Sadece öğretmen maaşı girerdi evimize. Biz bütün paraları kızlarıma harcadık. Sigaramız yok, alkolümüz yok. Eşim kaymakamlık bile yaptı. Onca parayı sadece onlara harcadık. Helali hoş olsun. İyi ki de yavrumun bir dediğini iki etmemişim. Nur Yerlitaş, bir gün bana dedi ki “Bu kız neden küçük butiklerden değil pahalı yerlerden alışveriş yapıyor?” Ben de sürekli kıyafet için kredi çekiyordum. Tarla bile sattım. Hiçbir zaman onları maddi olarak muhtaç etmedim, demek ki manevi olarak yetmedik. Ama kocası gelse Nihal kurtulurdu. O intihar etti, eminim. İftiralarla baş edemedi. Bahar, evet kendini çok zengin gibi gösteriyordu sosyal medyada ama orada kim gerçek ki?

Hiç hatanız yok mu peki?
Var. Nihal’e aşırı güvendim ben. ‘O yapıyorsa doğrudur’ dedim. Onu keşke cezaevinden çıkar çıkmaz bir hastaneye kapatsaydım. Çok bilgiliydi, yanlış yapmazdı. O hem kendini yanlış beslemiş hem de çok yüklenmiş kendine. İntihar etti resmen yavrum. Bence nazara geldik. Çünkü çok mükemmel bir aileydik.
İYİ ANNE VE BABA OLDUK
Ama kamuoyu sizleri çok eleştiriyor ve kızlarınıza sahip çıkmamakla suçluyor. Eşim acıyla kendini suçluyor ama biz hep iyi örnek olduk onlara. Çocuklarımıza gözbebeğimiz gibi baktık, onlara çok düşkündük. Ortalığa falan atmadık. Babasıyla medenice ayrıldık ve hep çok candan dost kaldık. Resmi olarak ayrıldık ama manevi olarak hiç kopmadık. Hakan Bey’in eli hep üzerimizdeydi. Anneannesi yine öyle. Kim yavrusunu ortalığa atar?

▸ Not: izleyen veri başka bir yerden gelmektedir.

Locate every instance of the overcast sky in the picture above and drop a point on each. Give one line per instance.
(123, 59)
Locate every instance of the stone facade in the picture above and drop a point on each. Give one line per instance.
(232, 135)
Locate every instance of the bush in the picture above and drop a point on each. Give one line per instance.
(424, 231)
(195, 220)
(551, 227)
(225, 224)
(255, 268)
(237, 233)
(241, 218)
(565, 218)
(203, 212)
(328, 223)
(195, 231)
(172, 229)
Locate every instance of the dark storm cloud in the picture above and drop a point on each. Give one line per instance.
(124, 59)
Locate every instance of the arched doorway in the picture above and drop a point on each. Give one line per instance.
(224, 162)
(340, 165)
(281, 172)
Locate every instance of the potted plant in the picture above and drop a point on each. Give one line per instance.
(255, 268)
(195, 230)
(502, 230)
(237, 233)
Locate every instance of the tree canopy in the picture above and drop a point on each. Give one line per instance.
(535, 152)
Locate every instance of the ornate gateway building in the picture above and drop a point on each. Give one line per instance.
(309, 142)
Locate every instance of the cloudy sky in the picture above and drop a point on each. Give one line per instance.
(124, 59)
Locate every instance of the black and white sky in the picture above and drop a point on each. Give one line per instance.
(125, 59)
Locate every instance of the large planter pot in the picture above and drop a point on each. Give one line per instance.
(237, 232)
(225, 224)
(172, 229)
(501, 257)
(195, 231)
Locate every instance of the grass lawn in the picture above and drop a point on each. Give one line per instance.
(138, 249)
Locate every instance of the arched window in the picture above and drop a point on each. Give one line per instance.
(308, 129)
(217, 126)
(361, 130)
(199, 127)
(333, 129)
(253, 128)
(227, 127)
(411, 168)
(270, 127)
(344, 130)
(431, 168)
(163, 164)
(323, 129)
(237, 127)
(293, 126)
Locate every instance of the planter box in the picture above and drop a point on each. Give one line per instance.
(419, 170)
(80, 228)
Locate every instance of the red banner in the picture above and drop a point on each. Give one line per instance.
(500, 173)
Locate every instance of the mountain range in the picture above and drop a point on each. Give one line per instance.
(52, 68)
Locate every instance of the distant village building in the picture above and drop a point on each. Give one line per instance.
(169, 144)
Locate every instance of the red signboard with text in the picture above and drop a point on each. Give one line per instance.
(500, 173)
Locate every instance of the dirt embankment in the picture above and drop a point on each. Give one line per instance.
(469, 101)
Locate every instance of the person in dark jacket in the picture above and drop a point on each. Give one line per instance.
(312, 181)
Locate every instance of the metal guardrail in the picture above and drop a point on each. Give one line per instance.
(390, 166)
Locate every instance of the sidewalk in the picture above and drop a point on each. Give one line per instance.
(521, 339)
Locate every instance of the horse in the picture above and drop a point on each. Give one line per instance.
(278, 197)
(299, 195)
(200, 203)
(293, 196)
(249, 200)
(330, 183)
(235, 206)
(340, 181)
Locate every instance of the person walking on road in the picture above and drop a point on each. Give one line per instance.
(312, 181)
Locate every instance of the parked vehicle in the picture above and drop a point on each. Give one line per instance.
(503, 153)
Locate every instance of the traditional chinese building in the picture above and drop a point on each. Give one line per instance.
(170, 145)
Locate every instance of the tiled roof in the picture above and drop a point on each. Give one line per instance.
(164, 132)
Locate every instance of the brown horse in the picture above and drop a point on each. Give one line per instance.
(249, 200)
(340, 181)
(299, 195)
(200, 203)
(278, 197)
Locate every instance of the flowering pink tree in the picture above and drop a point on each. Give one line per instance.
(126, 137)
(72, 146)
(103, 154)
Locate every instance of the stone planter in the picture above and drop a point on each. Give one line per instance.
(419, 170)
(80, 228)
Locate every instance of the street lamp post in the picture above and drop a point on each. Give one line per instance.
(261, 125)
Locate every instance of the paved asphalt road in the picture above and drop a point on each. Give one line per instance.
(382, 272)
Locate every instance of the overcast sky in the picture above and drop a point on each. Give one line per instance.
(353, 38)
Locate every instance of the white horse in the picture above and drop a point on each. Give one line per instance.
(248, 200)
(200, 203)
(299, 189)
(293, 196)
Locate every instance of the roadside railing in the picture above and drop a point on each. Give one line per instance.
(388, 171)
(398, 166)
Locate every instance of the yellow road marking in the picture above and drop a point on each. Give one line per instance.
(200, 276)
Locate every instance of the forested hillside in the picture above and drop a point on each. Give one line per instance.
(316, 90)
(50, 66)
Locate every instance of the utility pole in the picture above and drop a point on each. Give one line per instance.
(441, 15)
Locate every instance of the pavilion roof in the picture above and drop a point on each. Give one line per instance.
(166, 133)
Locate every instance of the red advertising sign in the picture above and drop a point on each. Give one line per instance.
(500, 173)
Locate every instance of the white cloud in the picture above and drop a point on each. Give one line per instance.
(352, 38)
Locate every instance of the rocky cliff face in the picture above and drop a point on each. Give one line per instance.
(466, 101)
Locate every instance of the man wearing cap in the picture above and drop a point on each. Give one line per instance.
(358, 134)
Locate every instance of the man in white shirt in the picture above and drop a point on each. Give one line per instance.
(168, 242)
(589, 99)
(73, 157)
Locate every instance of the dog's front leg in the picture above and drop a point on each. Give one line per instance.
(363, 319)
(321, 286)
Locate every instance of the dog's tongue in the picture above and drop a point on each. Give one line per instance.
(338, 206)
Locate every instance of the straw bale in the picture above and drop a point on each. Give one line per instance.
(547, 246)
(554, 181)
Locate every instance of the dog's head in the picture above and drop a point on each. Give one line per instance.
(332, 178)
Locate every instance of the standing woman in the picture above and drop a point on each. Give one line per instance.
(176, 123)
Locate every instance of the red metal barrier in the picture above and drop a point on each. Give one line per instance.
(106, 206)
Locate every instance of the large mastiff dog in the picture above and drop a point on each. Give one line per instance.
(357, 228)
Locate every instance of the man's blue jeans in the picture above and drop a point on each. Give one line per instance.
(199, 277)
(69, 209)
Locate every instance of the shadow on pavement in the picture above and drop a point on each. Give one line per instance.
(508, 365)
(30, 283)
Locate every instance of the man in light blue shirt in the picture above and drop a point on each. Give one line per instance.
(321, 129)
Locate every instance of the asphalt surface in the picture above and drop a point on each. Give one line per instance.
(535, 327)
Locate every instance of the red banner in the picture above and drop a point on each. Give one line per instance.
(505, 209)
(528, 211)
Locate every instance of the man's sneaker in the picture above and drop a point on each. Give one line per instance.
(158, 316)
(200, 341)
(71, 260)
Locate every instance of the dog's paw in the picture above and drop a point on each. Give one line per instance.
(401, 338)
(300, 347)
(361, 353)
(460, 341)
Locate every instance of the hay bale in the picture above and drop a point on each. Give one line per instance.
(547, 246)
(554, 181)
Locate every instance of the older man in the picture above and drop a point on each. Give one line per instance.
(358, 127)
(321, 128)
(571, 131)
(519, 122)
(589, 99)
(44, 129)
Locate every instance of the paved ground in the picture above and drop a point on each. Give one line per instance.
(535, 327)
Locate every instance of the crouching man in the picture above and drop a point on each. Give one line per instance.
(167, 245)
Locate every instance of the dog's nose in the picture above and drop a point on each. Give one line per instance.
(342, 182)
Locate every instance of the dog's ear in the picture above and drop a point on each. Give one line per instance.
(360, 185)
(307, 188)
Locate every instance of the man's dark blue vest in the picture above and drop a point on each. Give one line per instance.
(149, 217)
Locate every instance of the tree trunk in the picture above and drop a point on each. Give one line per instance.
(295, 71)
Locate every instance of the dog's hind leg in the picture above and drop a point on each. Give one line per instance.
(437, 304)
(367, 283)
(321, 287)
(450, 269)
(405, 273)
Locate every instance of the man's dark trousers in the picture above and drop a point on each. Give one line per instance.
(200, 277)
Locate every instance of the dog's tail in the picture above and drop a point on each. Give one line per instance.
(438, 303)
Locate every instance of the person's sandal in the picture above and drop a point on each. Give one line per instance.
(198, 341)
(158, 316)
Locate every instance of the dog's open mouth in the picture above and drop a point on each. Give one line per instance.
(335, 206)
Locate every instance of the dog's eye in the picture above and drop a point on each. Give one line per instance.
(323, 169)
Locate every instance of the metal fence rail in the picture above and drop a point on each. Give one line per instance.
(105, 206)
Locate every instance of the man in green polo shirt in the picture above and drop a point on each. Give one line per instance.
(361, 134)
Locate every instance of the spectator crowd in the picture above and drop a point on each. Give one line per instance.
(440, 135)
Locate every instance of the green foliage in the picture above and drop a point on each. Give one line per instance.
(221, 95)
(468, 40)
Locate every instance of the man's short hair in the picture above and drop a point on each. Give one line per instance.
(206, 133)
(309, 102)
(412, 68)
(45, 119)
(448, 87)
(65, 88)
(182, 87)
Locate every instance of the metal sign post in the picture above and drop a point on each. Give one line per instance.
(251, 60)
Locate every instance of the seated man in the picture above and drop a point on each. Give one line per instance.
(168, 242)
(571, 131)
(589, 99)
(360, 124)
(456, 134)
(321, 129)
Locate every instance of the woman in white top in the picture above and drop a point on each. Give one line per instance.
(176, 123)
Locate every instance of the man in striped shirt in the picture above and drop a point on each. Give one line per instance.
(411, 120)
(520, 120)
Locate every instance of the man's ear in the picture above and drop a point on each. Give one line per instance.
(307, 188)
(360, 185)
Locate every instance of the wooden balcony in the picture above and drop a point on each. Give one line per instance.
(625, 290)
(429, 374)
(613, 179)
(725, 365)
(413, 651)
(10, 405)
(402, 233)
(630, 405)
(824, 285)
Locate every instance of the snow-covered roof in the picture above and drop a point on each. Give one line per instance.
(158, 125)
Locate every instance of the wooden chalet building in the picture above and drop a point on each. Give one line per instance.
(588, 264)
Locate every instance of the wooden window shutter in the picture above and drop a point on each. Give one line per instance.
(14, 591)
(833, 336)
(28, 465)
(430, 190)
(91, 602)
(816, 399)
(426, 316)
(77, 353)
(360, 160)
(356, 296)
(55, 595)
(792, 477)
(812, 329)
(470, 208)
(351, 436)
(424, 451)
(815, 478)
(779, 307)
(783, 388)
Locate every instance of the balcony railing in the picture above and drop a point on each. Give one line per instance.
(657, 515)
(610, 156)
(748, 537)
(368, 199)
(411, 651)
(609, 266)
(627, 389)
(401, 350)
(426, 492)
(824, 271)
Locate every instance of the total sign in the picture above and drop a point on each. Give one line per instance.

Yarışmaya bile biz rıza göstermedik. Aynı yurtta kaldıkları, hepsi de çok eğitimli olan 4 arkadaş birlikte girmiş, Nihal seçilmiş. Kızım evden okula giden biriydi. Biz televizyon dünyasını bile bilmezdik. Çok heveslendi, biz de kıramadık onu. Kızım avukatlık okudu. Biz eğitime âşık bir aileyiz. İkimiz de kızlarımız için kendi hayatlarını sıfırlayan fedakâr insanlarız. Bir anne baba daha ne yapabilir ki? Onlara kötü örnek olmadık. Elimiz sadece kitap tuttu.